# ***Loading Data***

In [None]:
import pandas as pd
import numpy as np
from  sklearn.model_selection import train_test_split, cross_val_score, StratifiedKFold
from sklearn.preprocessing import StandardScaler , OneHotEncoder
from sklearn.cluster import KMeans
from sklearn.ensemble import HistGradientBoostingClassifier
from sklearn.metrics import accuracy_score , classification_report, confusion_matrix


In [None]:
train = pd.read_csv('train.csv')
test = pd.read_csv('test.csv')


# ***PRE-Processing***

In [None]:
test_ids =test['id']

def pre_processing(df):
    df = df.copy()
    df.drop(['id', 'CustomerId', 'Surname'], axis=1, inplace=True)
    df =pd.get_dummies(df, columns=['Geography', 'Gender'], drop_first=True)
    return df

X_train = pre_processing(train.drop('Exited', axis=1))
y_train = train['Exited']
X_test = pre_processing(test)

X_train, X_test = X_train.align(X_test, join='inner', axis=1, fill_value=0)



# ***CLUSTERING***

In [None]:
cluster_features = ['Age', 'Balance', 'EstimatedSalary', 'CreditScore']

In [None]:
scaler_cluster = StandardScaler()
X_train_cluster_scaled = scaler_cluster.fit_transform(X_train[cluster_features])
X_test_cluster_scaled = scaler_cluster.transform(X_test[cluster_features])

In [None]:
kmeans=KMeans(n_clusters=5, random_state = 2025, n_init=10)
X_train['cluster'] = kmeans.fit_predict(X_train_cluster_scaled)
X_test['cluster'] = kmeans.predict(X_test_cluster_scaled)

In [None]:
ohe = OneHotEncoder(sparse_output=False, handle_unknown='ignore')
train_cluster_ohe = ohe.fit_transform(X_train[['cluster']])
test_cluster_ohe = ohe.transform(X_test[['cluster']])

In [None]:
cluster_cols = [f'cluster_{i}' for i in range(train_cluster_ohe.shape[1])]
X_train = pd.concat([X_train.drop('cluster', axis=1).reset_index(drop=True),
                     pd.DataFrame(train_cluster_ohe, columns=cluster_cols)], axis=1)
X_test = pd.concat([X_test.drop('cluster', axis=1).reset_index(drop=True),
                    pd.DataFrame(test_cluster_ohe, columns=cluster_cols)], axis=1)

In [None]:
scaler_final = StandardScaler()
X_train_scaled = scaler_final.fit_transform(X_train)
X_test_scaled = scaler_final.transform(X_test)

# ***MODEL TRAINING***

In [None]:
from sklearn.model_selection import RandomizedSearchCV
hgb_base = HistGradientBoostingClassifier(random_state=298)

In [None]:
param_dist = {
    'max_iter': [100, 200, 300, 400, 500],
    'learning_rate': [0.01, 0.05, 0.08, 0.1, 0.2],
    'max_depth': [3, 5, 7, 9, None],
    'min_samples_leaf': [10, 20, 30, 40, 50],
    'l2_regularization': [0.0, 0.1, 0.5, 1.0]
}

random_search = RandomizedSearchCV(
    estimator=hgb_base,
    param_distributions=param_dist,
    n_iter=25,
    cv=5,
    scoring='roc_auc',
    random_state=7691,
    n_jobs=-1,
    verbose=2
)

random_search.fit(X_train_scaled, y_train)

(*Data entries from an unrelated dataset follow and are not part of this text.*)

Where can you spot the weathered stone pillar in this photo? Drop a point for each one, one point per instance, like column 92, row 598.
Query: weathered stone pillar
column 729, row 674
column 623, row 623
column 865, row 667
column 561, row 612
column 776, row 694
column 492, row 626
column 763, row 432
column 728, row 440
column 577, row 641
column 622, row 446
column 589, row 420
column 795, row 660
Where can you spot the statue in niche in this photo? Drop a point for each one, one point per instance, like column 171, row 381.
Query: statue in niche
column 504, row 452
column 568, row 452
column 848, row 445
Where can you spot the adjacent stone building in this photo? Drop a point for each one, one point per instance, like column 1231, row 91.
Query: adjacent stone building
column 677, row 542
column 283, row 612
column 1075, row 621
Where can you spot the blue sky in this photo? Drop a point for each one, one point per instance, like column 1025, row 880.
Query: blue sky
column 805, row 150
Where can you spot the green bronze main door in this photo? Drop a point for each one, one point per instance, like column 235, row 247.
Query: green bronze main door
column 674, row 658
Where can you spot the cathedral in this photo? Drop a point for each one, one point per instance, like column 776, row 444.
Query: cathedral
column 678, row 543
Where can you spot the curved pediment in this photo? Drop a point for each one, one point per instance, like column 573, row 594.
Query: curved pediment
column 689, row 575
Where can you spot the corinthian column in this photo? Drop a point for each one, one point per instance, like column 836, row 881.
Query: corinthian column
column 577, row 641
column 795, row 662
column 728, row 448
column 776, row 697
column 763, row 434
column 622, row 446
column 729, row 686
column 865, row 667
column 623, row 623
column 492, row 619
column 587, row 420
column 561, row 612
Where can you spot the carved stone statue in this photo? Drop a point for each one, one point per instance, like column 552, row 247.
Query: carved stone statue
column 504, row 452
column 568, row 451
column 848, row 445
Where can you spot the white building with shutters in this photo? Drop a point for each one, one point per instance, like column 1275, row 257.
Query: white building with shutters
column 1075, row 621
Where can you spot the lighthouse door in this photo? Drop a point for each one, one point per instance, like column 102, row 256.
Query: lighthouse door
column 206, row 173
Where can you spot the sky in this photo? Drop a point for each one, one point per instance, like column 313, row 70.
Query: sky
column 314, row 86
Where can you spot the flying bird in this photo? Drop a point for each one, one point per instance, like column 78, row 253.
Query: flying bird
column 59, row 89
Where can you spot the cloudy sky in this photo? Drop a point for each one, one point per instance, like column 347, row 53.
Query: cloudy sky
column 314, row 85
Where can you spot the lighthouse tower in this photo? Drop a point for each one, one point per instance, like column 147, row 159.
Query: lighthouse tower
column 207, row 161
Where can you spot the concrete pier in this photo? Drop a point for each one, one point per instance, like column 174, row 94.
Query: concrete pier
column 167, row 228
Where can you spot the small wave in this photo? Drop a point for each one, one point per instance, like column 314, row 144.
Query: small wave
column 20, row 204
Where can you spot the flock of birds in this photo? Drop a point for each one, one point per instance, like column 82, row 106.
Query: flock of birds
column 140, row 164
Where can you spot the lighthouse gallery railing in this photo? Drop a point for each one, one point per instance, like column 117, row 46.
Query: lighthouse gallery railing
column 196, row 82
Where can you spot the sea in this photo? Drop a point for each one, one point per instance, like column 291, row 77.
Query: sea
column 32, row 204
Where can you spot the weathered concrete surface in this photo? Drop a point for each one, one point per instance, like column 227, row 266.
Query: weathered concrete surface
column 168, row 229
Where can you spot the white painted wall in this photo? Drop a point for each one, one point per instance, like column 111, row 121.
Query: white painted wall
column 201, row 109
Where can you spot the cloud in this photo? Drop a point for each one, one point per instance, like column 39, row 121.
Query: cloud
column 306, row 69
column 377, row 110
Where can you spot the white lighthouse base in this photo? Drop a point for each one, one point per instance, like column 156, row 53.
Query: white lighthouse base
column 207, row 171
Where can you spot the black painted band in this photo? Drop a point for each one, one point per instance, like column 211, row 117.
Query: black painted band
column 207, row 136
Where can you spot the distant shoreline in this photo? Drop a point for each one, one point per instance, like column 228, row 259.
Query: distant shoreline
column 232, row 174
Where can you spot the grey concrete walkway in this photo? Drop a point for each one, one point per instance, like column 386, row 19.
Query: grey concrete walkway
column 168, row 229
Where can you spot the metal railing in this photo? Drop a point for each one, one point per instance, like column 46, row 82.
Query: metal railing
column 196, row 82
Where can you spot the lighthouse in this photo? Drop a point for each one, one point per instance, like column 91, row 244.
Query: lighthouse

print(f"\nBest  CV Score (ROC AUC): {random_search.best_score_:.5f}")
print(f"Best Parameters Found: {random_search.best_params_}")
best_model = random_search.best_estimator_

Fitting 5 folds for each of 25 candidates, totalling 125 fits

Best Kaggle CV Score (ROC AUC): 0.92891
Best Parameters Found: {'min_samples_leaf': 40, 'max_iter': 300, 'max_depth': 3, 'learning_rate': 0.08, 'l2_regularization': 0.5}


In [None]:
test_preds_prob = best_model.predict_proba(X_test_scaled)[:, 1]
submission = pd.DataFrame({
    'id': test_ids,
    'Exited': test_preds_prob
})

submission.to_csv('submission_tuned_clustered.csv', index=False)


Saved perfectly tuned submission!